Le 20 juillet 2021, elle s’est rapprochée de l’URSSAF afin de solliciter de ne plus être affiliée au régime social des indépendants mais au régime des praticiens et auxiliaires médicaux conventionnés ([6]).
Le 8 octobre 2021, l’URSSAF a rejeté cette demande.
Par courrier du 24 juin 2022, Mme [S] [T] a saisi la commission de recours amiable afin de contester ce refus.
Elle a ensuite, par requête du 7 octobre 2022, saisi le pôle social du tribunal judiciaire de Lille afin de contester la décision implicite de rejet de la commission de recours amiable, qui n’a pas répondu dans le délai de deux mois à compter de sa saisine.
L’affaire a été enrôlée sous le numéro RG 22/01728.
Par la suite, la commission de recours amiable a rendu sa décision en date du 28 novembre 2023, rejetant de façon explicite la demande de Mme [S] [T] au motif que le seul organisme compétent pour donner son accord quant au conventionnement et au régime d’affiliation des praticiens et auxiliaires médicaux est la [5] de rattachement du praticien et que Mme [S] [T] ne produit pas d’attestation d’affiliation au régime des praticiens et auxiliaires médicaux conventionnés de la [5].
Mme [S] [T], par lettre recommandée avec avis de réception du 5 janvier 2024, a saisi le pôle social du tribunal judiciaire de Lille d’un recours contre la décision explicite de rejet de la commission de recours amiable.
L’affaire a été enrôlée sous le numéro RG 24/00046.
Les parties ont échangé leurs écritures dans le cadre de la mise en état du dossier.

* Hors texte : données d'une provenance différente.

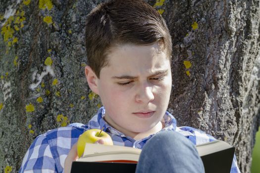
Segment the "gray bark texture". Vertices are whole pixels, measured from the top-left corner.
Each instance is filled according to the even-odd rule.
[[[38,135],[87,123],[101,105],[84,68],[85,21],[102,1],[0,1],[0,172],[18,172]],[[172,37],[168,111],[178,126],[235,146],[249,173],[260,116],[260,0],[147,1]]]

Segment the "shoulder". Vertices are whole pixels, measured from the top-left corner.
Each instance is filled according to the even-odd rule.
[[[87,128],[86,125],[74,123],[38,136],[24,157],[20,172],[36,170],[61,172],[71,147]]]
[[[201,144],[216,140],[214,137],[200,130],[188,126],[180,127],[176,131],[186,136],[195,145]]]
[[[49,140],[58,138],[78,138],[88,129],[87,126],[80,123],[73,123],[67,127],[60,127],[50,130],[44,134]]]

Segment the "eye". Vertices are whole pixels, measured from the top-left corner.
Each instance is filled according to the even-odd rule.
[[[126,83],[118,83],[117,84],[121,86],[127,86],[127,85],[130,84],[133,81],[129,81],[129,82],[126,82]]]
[[[160,81],[163,79],[164,78],[165,76],[160,77],[159,78],[151,78],[152,80],[156,80],[156,81]]]

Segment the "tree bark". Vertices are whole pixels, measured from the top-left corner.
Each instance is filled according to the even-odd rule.
[[[104,1],[0,1],[0,172],[17,172],[38,135],[87,123],[101,106],[84,77],[84,26]],[[172,36],[168,111],[178,126],[235,146],[249,173],[260,121],[260,0],[147,1]]]

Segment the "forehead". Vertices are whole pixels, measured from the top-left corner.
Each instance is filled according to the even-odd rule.
[[[108,65],[101,73],[103,71],[136,75],[150,74],[170,67],[170,59],[157,43],[149,45],[124,44],[113,46],[107,52],[106,57]]]

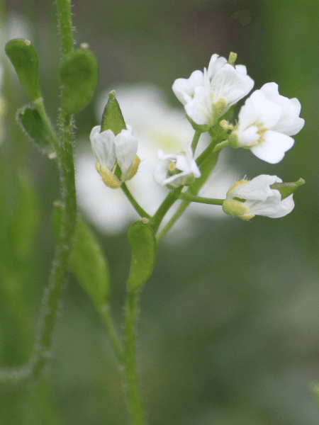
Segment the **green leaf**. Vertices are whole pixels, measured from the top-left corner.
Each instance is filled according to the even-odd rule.
[[[157,244],[154,231],[142,221],[135,222],[128,231],[132,249],[128,286],[140,289],[151,276],[155,265]]]
[[[29,139],[45,154],[52,157],[54,151],[50,135],[38,110],[30,106],[25,106],[18,110],[16,119]]]
[[[61,107],[67,114],[82,110],[92,98],[97,83],[97,64],[94,54],[78,49],[65,56],[60,67]]]
[[[122,130],[126,130],[125,122],[121,110],[120,105],[116,100],[116,93],[112,90],[108,94],[108,101],[104,108],[101,124],[101,132],[106,130],[111,130],[117,136]]]
[[[58,239],[62,207],[59,202],[55,203],[55,207],[54,230]],[[92,232],[79,216],[69,266],[78,283],[96,308],[106,304],[110,285],[108,265]]]
[[[20,82],[32,101],[41,98],[39,85],[39,59],[34,46],[28,40],[16,38],[5,47]]]

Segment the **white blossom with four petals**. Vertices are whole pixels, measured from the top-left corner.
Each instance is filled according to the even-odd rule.
[[[234,147],[250,149],[266,162],[277,164],[293,145],[291,136],[305,124],[299,117],[301,109],[298,99],[281,96],[276,83],[267,83],[254,91],[241,108],[230,143]]]
[[[225,57],[213,55],[208,69],[194,71],[189,79],[177,79],[172,89],[196,124],[211,126],[253,86],[246,67],[234,67]]]
[[[279,218],[289,214],[295,206],[293,195],[281,199],[277,189],[270,186],[282,183],[276,176],[261,174],[251,181],[237,181],[228,191],[223,209],[242,220],[250,220],[254,215]]]
[[[169,176],[169,171],[179,170],[181,172]],[[154,170],[154,180],[158,184],[170,184],[179,187],[185,184],[186,177],[194,176],[198,178],[201,171],[194,159],[193,151],[189,144],[185,147],[185,151],[179,154],[164,154],[161,149],[157,152],[157,162]]]
[[[114,188],[130,179],[134,175],[133,169],[137,169],[139,164],[136,157],[138,140],[132,135],[132,128],[127,128],[116,136],[111,130],[100,132],[101,125],[96,125],[90,134],[92,150],[98,161],[97,171],[106,186]],[[122,173],[121,181],[114,175],[118,164]]]

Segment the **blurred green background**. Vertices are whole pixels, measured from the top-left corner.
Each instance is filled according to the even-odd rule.
[[[39,53],[45,103],[55,122],[60,52],[52,3],[7,0],[1,6],[7,109],[0,146],[1,367],[23,365],[32,353],[53,254],[52,205],[59,196],[54,162],[16,123],[16,110],[28,100],[3,48],[17,22],[28,28],[26,38]],[[189,243],[164,239],[142,294],[138,354],[150,425],[318,425],[310,388],[319,381],[319,2],[72,3],[75,39],[89,44],[99,66],[96,96],[76,118],[77,137],[86,143],[101,90],[146,81],[177,107],[172,82],[207,66],[213,53],[236,52],[255,89],[275,81],[281,94],[301,101],[306,125],[284,161],[270,165],[244,149],[230,152],[242,175],[303,177],[294,210],[251,222],[196,218]],[[92,228],[109,261],[121,329],[126,232],[110,237]],[[27,389],[0,387],[1,425],[128,424],[106,332],[71,274],[62,307],[47,378]]]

Par ordonnance du 12 septembre 2024, la clôture de l’instruction a été ordonnée et l’affaire a été fixée à l’audience du 19 novembre 2024, date à laquelle elle a été plaidée en présence des parties dûment représentées.
* * *
À l’audience, Mme [S] [T] demande au tribunal, au visa des articles L. 722-2, D. 722-1 à D. 722-6 et D. 722-10, D. 722-11 et D. 722-13 du code de la sécurité sociale, de :
— ordonner la jonction des instances enregistrées devant le tribunal sous les numéros RG 22/1728 et 24/46
— juger recevables et bien fondée la demande de Mme [S] [T],
— annuler la décision explicite de rejet du 28 novembre 2023 notifiée le 8 décembre 2023 de la commission de recours amiable,
— juger que Mme [S] [T] doit être affiliée au régime social des praticiens et auxiliaires médicaux conventionnés,
— enjoindre à l'[8] de procéder à la régularisation des cotisations pour les années 2021, 2022 et 2023 sur la base des taux correspondant au régime social des praticiens et auxiliaires médicaux conventionnés,
— condamner l'[8] à payer à Mme [S] [T] la somme de 25 616 euros correspondant aux sommes payées de façon indue au titre des cotisations pour les années 2018, 2019 et 2020,
— condamner l'[8] à payer à Mme [S] [T] la somme de 3 000 euros au titre de l’article 700 du code de procédure civile,
— condamner l'[8] aux dépens.
L'[8] demande au tribunal de :
— confirmer la décision de la commission de recours amiable ;
— rejeter la requête de Mme [S] [T] quant à sa demande d’affiliation au régime des praticiens et auxiliaires médicaux conventionnés ;
— confirmer le maintien de l’affiliation de Mme [S] [T] dans la catégorie « professions libérales » et par conséquent des cotisations et contributions dues à ce titre ;
— rejeter la demande remboursement de Mme [S] [T] de ses cotisations 2019, 2019 et 2020 ;
— rejeter la demande de condamnation de l’URSSAF au paiement de la somme de 3000 euros.
Afin d’éviter les redites et pour plus de clarté, les moyens et arguments des parties seront repris ci-dessous.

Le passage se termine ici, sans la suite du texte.